2009/7/11 oooooooooooo ooooooooooooo hhh735@hotmail.com:
You mentioned that the data can be retrieved from somewhere else. Is some part of this filename a unique key?
The real key is up to 1023 chracters long and it's unique, but I have to trim to 256 charactes, by this way is not unique unless I add the hash.
The fact that this 1023 file name is unique is very nice. And no trimming is needed! I think you have 2 issues to deal with:
1) you have files with unique file names unfortunatelly with lenth <= 1023 characters. Regarding filenames and paths in linux and ext3 you have:
file name length limit = 254 bytes path length limit = 4096
If you try to store such a file directly, you will break the file name limit. But if you decompose the name into N chunks each of 250 characters, you will be able to preserve the file as a sequence of
N - 1 nested folders plus a file with a name equal to the Nth chunk residing into the N-1th folder.
Via this decomposition you will translate the unique 1023 character 'file name' into a unique 1023 character 'file path' with length lower than the path length limit
2) You suffer performance degradation when number of files in a folder goes beyond 1000.

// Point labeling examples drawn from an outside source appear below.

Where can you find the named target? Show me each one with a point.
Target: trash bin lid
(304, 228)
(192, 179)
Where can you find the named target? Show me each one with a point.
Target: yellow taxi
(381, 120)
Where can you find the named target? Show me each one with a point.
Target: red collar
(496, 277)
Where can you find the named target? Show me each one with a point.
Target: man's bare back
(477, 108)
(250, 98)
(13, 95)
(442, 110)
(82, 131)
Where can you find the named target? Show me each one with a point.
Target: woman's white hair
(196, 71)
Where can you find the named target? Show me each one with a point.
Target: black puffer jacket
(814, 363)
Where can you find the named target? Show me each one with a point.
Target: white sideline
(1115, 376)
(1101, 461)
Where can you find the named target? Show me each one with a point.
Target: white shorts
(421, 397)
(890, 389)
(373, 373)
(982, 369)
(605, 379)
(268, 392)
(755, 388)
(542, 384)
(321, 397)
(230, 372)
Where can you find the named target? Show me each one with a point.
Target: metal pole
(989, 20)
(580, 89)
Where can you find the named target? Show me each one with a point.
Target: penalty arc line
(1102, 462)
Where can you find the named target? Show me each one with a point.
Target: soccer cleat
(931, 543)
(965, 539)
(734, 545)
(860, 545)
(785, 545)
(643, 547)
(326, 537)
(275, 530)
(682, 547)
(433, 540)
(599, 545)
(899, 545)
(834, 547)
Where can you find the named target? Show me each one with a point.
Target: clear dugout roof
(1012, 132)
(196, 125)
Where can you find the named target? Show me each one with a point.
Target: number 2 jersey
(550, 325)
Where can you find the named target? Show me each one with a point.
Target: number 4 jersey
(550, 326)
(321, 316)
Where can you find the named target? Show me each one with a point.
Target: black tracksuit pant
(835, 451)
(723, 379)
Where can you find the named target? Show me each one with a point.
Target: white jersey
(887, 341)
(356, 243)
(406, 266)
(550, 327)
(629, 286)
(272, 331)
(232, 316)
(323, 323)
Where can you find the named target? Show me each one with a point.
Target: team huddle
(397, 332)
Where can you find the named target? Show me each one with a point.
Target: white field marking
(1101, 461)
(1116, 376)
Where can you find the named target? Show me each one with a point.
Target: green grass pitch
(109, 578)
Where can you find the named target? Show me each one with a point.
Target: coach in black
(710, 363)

Filipe Brandenburger has suggested a slick scheme to overcome this problem, that will work perfectly without a database:
============quote start $ echo -n example.txt | md5sum e76faa0543e007be095bb52982802abe -
Then say you take the first 4 digits of it to build the hash: e/7/6/f
Then you store file example.txt at: e/7/6/f/example.txt ============quote end
of course, "example.txt" might be a long filename: "exaaaaa ..... 1000 chars here .....txt" so after the "hash tree" e/7/6/f you will store the file path structure described in 1).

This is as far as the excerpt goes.